For oil production we witness the rapacity effect, as oil is a natural resource, when prices rise the effect is positive but only statistically significant for paramilitary groups.
This is the aim of the paper, different price shocks would have different effects of conflict. It is more nuanced too, and the question becomes why do we see these different effects? It could be the opportunity cost and rapacity mechanism we have been talking about. To check that we look at log wages. The effect of coffee price times coffee intensity on log wages in the municipality.
We see that when increases in coffee price in places which grow more coffee, it pushes up the wages in those municipalities, wages have gone up so number of hours worked has gone up, making them engaged in production as workers, therefore they are not engaging in conflict. This is the opportunity cost mechanism
For oil, the rapacity mechanism seems to be in place because if we look as columns 3, 4 and 5, the effect of an oil price rise in places which produce oil, that increases capital revenue of that area (gain for government), but that also leads to political kidnapping as now they know that there is more revenue in that municipality by kidnapping a government official you can command a large ransom.
There are a large number of observations of 10,000 up to 50,000 as there 950 municipalities over so many years. These tables point out the asymmetries in terms of price shocks and conflict and tie them to the different mechanisms.
In terms of identification, it is pretty solid as it instruments a bunch of factors.
The last table basically sums up the idea that you can use other agricultural products and other natural resources (coal, gold) as the patterns are going to be largely similar. It is more about the nature of the good, natural resource becomes a rent channel, whereas if it is an agricultural product which requires hiring workers on farms then it is the opportunity cost.
Different commodity shocks affect violence dynamics through different channels, it is a nuanced picture between income shocks and which sector the income shock is coming from. Find that the fall in coffee prices disproportionally reduces the wages and work hours of rural workers in coffee municipalities.

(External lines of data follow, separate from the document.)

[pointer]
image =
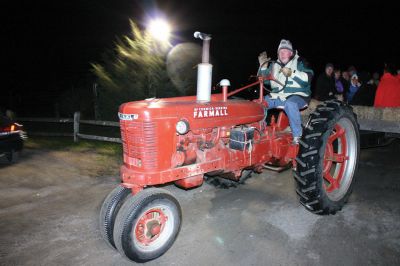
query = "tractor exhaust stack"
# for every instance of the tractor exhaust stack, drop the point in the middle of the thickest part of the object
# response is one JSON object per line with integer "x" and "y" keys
{"x": 204, "y": 69}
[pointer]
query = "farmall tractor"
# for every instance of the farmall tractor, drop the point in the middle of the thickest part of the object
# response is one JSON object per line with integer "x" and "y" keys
{"x": 181, "y": 140}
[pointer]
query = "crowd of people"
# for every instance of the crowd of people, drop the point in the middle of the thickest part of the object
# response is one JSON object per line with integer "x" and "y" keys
{"x": 359, "y": 88}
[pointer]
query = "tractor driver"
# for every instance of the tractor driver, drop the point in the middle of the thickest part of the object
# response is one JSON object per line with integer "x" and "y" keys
{"x": 291, "y": 84}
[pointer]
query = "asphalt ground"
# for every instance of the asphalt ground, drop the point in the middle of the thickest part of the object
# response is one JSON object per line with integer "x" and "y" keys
{"x": 50, "y": 202}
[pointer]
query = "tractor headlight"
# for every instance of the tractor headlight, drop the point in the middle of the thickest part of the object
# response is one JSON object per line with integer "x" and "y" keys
{"x": 182, "y": 127}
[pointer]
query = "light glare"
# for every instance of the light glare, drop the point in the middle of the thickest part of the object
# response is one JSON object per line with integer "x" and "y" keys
{"x": 160, "y": 30}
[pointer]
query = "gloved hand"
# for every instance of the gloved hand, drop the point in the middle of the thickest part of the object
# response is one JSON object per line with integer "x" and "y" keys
{"x": 263, "y": 58}
{"x": 286, "y": 71}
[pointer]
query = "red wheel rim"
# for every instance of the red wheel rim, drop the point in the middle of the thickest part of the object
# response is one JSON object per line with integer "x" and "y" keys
{"x": 335, "y": 159}
{"x": 150, "y": 226}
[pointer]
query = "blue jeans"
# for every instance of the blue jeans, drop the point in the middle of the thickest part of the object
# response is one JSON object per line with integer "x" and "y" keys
{"x": 292, "y": 108}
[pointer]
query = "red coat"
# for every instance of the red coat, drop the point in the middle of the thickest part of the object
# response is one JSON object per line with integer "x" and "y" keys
{"x": 388, "y": 92}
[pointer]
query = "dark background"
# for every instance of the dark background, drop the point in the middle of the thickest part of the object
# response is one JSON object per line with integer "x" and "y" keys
{"x": 48, "y": 46}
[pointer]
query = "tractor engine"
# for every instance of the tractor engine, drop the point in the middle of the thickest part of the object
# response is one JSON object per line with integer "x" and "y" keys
{"x": 180, "y": 139}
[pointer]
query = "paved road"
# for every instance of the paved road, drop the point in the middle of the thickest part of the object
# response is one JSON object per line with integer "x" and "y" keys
{"x": 49, "y": 204}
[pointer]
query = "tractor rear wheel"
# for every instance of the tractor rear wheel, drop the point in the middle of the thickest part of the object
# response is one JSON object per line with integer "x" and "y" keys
{"x": 328, "y": 158}
{"x": 108, "y": 212}
{"x": 147, "y": 224}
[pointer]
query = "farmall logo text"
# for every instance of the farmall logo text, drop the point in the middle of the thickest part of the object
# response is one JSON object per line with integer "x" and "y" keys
{"x": 204, "y": 112}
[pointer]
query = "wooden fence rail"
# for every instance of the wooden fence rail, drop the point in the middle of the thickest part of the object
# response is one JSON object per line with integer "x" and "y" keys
{"x": 76, "y": 122}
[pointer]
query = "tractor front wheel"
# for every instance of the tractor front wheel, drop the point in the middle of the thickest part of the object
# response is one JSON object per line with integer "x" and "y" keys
{"x": 328, "y": 158}
{"x": 147, "y": 224}
{"x": 108, "y": 212}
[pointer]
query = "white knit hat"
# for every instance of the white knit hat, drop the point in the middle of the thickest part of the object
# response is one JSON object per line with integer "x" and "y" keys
{"x": 285, "y": 44}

This is like another dimension to the natural resource curse, it is saying that not only does that reduce production by incentivising people to get into grabbing, the possibility of civil war it is going to accentuate that as this is a source of income for these people. This is also because they find that oil price booms increase local government revenue generated by taxing natural resources and promote political kidnappings in the oil region.
"When writing an applied paper with policy, you are expected to spit out some policy recommendation. A I am not sure if anybody listens, B even if they listen much of it is not implemented in various contexts" - Anirban Mitra
Policy I: price stabilisation schemes which place a floor on the price of labour intensive commodities can help mitigate violence in the wake of price shocks. As if prices fall, the probability of people joining rebel groups is much higher.
Policy II: since natural resource revenue is found to promote rapacity, improved monitoring may prevent these funds from fuelling conflict. If you decentralise you need to be careful as this gives the responsibility to local governments and if they are now dealing with a lot of money and do not have the military power to protect it, that might be a problem.
Finally, since funds leak through local governments, fiscal structure may interact with price shocks in affecting conflict outcomes. For example, price shocks to natural resources may increase predation when fiscal decentralisation transfers more revenue to lower levels of government.